The city was also marketed in Oceania, with a Beervana tour of brewers to New Zealand, with a Portland versus Kiwi beer taste-off that ended diplomatically, in a tie.

"As a destination, we've grown up, and the type of business we're going after...in the last few weeks we've had discussions about the Women's NCAA final four, and the Men's NCAA, let's talk about the Sweet Sixteen, the NBA All Star Game, it's time!" Faulstick said Phil Knight's college basketball tournament this summer will be big, with media from around the world. As for snagging the Outdoor Retailer show, which showcases outdoor apparel and gear and is leaving Salt Lake City for somewhere more eco friendly, he said, "That represents three Superbowls a year," in terms of economic impact. But there needs to be enough hotel rooms to cope with the influx.

Travel Portland's marketing campaigns include the Tourism Improvement District (TID), in which city hotels with more than 50 rooms pay an assessment of 2 percent per night on all room revenues.

The money pays for sales, marketing and promotional efforts aimed at increasing hotel occupancy and visitor spending.

TID includes Portland's winter advertising campaign, luring people here in the slow season with the promise of craft beer, snowshoeing and tax-free shopping. TID is also behind Portland Dining Month

every March ($29 for a three course meal), the city's month-long

celebration of local restaurants.

COURTESRY: TRAVEL PORTLAND - While old favorites like the OMSI submarine are a safe bet, one tweet could sink us. With that in mind, Portland is trying to distinguish itself as a place that welcomes diversity and Travel Portland has published a statement to that effect.

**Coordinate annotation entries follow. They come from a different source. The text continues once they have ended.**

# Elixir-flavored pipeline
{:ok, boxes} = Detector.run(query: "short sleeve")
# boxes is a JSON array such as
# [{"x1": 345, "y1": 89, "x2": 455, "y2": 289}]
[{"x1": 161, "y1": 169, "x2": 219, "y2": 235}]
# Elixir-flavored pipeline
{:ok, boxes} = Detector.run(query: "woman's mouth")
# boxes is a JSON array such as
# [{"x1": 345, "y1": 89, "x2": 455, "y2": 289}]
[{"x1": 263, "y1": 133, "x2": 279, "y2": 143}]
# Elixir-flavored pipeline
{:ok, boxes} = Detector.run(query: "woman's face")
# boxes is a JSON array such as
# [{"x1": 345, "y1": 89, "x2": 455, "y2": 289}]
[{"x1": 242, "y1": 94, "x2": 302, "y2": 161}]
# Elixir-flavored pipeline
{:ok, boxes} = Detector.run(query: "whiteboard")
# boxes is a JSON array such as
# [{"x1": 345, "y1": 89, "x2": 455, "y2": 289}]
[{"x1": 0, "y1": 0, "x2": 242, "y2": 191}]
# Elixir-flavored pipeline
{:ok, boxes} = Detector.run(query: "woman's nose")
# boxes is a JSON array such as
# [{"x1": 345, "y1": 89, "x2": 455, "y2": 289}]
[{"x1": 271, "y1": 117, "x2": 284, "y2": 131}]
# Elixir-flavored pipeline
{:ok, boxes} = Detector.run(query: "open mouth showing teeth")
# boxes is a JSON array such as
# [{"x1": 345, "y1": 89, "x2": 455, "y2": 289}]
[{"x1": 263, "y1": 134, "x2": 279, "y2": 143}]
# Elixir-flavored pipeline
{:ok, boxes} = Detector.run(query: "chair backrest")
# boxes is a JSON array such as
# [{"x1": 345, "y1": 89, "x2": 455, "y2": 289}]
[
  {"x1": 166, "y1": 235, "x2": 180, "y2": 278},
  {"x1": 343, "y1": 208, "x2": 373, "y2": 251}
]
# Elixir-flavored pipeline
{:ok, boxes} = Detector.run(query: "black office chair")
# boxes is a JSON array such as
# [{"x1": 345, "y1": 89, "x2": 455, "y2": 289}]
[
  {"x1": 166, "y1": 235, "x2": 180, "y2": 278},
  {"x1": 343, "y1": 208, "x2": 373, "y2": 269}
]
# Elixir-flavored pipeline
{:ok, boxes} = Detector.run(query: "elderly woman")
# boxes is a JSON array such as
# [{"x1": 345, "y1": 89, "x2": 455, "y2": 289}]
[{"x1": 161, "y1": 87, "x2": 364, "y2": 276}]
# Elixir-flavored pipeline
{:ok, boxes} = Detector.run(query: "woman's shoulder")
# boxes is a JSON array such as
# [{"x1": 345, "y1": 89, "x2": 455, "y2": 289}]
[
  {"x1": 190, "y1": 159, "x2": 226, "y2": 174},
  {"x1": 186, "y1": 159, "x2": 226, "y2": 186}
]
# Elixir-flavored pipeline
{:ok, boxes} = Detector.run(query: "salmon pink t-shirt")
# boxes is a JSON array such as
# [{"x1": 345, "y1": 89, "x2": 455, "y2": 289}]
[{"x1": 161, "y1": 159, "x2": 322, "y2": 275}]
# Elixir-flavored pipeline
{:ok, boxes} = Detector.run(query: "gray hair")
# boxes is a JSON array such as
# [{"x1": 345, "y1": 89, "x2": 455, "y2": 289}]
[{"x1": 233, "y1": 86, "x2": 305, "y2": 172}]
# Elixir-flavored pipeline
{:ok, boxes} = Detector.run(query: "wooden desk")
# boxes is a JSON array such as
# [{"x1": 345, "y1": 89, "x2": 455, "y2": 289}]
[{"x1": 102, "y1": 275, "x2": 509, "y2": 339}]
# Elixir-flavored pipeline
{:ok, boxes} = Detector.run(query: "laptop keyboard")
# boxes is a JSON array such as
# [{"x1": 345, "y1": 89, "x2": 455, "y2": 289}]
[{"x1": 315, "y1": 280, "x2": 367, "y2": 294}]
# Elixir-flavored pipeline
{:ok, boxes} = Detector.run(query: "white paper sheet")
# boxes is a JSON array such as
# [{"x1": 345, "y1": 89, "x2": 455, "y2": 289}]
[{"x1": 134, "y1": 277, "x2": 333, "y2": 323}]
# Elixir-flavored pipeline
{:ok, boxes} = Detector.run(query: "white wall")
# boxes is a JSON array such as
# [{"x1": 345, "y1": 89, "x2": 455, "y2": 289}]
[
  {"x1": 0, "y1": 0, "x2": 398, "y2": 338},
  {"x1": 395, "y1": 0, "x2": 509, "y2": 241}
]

Circumstances beyond our control: forex, Trump

The official, export-only Portland brand can be summed up as rock-climbing lumbersexuals installing deer antlers in their coffee shops while their sisters sell naked bike ride tattoo art on Etsy. But for all the self congratulation about how well this home grown brand plays in London, Tokyo and New York, Carroll Rheem VP, Research and Analytics at Brand USA had some sobering data about the 94 million people who visited the U.S. in 2014. A weak dollar brings them in, a strong dollar keeps them away.

When the Canadian dollar dipped, so did visits to the USA by double-digit percentages. Usually, however, when a currency goes down by 5 to 10 percent against the dollar that's when people start putting off trips here.

The Brazilian real fell 75 percent against the dollar in late 2015, and visits from Brazil fell by 25 percent.

Historically, only Mexico has no correlation. Their visits do not dip when the Mexican peso plummets.

Right now Brand USA is most concerned about the Mexican peso, followed by the UK pound. However that has a side effect in the competitive global marketplace. A Brit thinking of going somewhere warm in winter will find Mexico 40 percent cheaper than it was last year and Florida 20 percent more expensive.

Rheem at Brand U.S. talked about the job of reaching out to the rest of the world to entice people to visit the U.S. (The U.S. is the world's number one travel destination.) The bulk of foreign visitors here come from Canada and Mexico, followed by the UK and Japan, but China is on the rise. (In fact, Japan dropped of a little as their yen fell, while Chinese tourists to the U.S. have increased.

She explained a little about her Brand USA works.

"Our job is to plan for the future, we look three years ahead. From a marketing science perspective, how much do we want to focus on reach versus influence. The world is a crazy place, right now our forecasts are not very reliable, there are so many question marks, in particular, because travel is an emotional decision, its not just about economic and consumer confidence."

Rheem warned that the rosy outlook could change in a minute due to unforeseen circumstances.

"We have challenging times, we have a president who is grabbing headlines around the world and it pushes people into polarized opinions. We are cautious and we are careful and we try to be as thoughtful as we can to the local perspective."